Desde el año 2003 yo ya tenía la idea de llamar mi empresa: Pixel Group. Había comprado el dominio que aun tengo: pixelgroup.net, pero nunca me preocupé por mirar en el mundo real qué estaba pasando con ese nombre,  ya sabía que una empresa en Europa se llamaba así, pero ellos estaban lejos, manejaban otro idioma y vendían otro tipo de productos, así que nunca me preocupé.

En el año 2006 cuando fui a crear la empresa, tuve que registrar el nombre en la Cámara de Comercio de Bogotá (entidad en mi ciudad encargada de la administración de los registros de comerciantes) y para mi sorpresa, existís una empresa ya creada cuyo nombre iniciaba con “Pixel Group”, a la cual de ahora en adelante llamaré “La Otra Pixel”.  La Cámara de Comercio no me permitió usar el nombre Pixel Group, por lo cual debí utilizar “Pixel Group Net”, en ese momento me pareció un obstáculo, pero fue fácilmente superado.

Vuelve y juega con no proteger la marca

Pasados unos años, se me ocurrió que lo mejor era registrar el nombre como una marca para que pudiera aparecer el símbolo de  registrado (trademark) ® al lado del nombre. Comencé a investigar si podía realizar el registro para proteger mi marca en Colombia y encontré que en el año 2007, La Otra Pixel había realizado el registro de marca.  Lo que me pareció triste, es que ellos lo hicieron 19 meses después de que yo creé la empresa, pero ellos si protegieron la marca de su negocio, yo me demoré en hacerlo.

La Otra Pixel quedó registrada bajo la categoría de publicidad y no de software, lo cual me generó una pequeña luz de esperanza de que las dos marcas pudieran convivir en el mercado porque mi empresa es de software y la de ellos es una agencia de publicidad.

Por el hecho de tener nombres similares, una vez llegó a mi oficina una factura que en realidad iba dirigida a La Otra Pixel y también una vez nos llamó un cliente de ellos a decir que querían volver a trabajar con nosotros porque les había gustado lo que habíamos hecho en años anteriores, después de un rato me di cuenta que no eran un cliente nuestro y le tuve que hacer la aclaración a mi interlocutor.

Llegó el auge de Internet y los buscadores

Antes del 2010 el asunto era hasta jocoso por las confusiones que se presentaban, pero había pasado muy esporádicamente, yo olvidé el tema y no lo volví a recordar hasta que me di cuenta que cuando se busca “pixel group” en Google, ellos salen de primeros.

Comencé a darme cuenta que aunque nosotros hacemos desarrollo de software a la medida, también hacemos sitios web y que La Otra Pixel, como agencia de publicidad, también comenzó a hacer sitios web.

Para saber si podía registrar la marca como software, comencé a leer mucho sobre el tema y aunque no es imposible, la posibilidades son pocas.  Contraté un servicio de marcaria.com.co (el estudio barato) para estudiar la viabilidad y me dieron menos del 50% de posibilidades.

Como ellos aparecían de primeras en los resultados de búsqueda, algunas hojas de vida de candidatos a vacantes que yo ofrecía, venían con una carta de presentación en la que se podía ver que pensaban que nosotros éramos La Otra Pixel.

No me pasaría una tercera vez

En el  año 2014 inicié un nuevo proyecto con un socio y lo primero que le dije era que teníamos que registrar la marca de nuestro producto y así lo hicimos.
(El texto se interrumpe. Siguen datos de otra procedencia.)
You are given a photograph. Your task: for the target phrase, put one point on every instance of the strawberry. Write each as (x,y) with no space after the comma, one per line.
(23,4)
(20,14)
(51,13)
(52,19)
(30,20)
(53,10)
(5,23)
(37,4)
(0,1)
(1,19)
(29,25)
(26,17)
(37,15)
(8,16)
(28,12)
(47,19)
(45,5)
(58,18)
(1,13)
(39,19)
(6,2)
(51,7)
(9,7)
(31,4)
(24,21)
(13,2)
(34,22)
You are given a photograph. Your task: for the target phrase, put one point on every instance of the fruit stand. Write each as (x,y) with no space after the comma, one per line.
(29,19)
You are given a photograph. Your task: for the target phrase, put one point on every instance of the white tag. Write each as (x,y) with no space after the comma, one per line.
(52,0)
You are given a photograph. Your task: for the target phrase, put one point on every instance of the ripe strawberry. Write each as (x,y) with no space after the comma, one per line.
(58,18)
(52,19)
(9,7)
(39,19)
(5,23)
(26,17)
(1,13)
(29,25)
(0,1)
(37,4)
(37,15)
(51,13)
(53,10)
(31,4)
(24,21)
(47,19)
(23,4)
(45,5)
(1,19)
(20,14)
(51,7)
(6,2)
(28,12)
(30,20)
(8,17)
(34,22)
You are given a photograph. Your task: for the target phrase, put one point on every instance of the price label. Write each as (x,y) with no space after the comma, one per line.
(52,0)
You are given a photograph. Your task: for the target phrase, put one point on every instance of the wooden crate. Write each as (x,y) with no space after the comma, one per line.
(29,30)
Presentamos la solicitud de registro de nuestra marca SafetYA® y el año pasado fue aprobada. Además, el diseñador que hizo el logo nos entregó una carta donde realiza la cesión de todos los derechos del mismo a nosotros.

Cuando miro en retrospectiva mi error, me doy cuenta que el problema no era de plata,  en el 2003 yo tenía los US$300 dólares para haber realizado el registro, lo que pasó fue un descuido de mi parte, fue un error de emprendedor.
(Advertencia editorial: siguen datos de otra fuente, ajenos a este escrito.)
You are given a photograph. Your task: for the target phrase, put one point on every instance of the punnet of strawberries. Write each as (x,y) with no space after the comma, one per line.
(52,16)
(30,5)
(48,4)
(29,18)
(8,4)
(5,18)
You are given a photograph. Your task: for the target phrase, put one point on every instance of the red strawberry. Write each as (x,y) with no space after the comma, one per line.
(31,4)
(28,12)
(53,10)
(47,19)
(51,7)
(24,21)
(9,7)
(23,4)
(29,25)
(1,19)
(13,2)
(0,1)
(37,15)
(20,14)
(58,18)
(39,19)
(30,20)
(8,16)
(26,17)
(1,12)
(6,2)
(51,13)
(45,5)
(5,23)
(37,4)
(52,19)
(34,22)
En Colombia, el registro de marca se realiza a través de la Superintendencia de Industria y Comercio en www.sic.gov.co. El proceso de registro y el pago se pueden hacer por Internet.  Existen empresas que realizan el registro a nivel mundial pero es costoso, sin embargo lo primero es protegerla en el país donde vas a ofrecer tus servicios.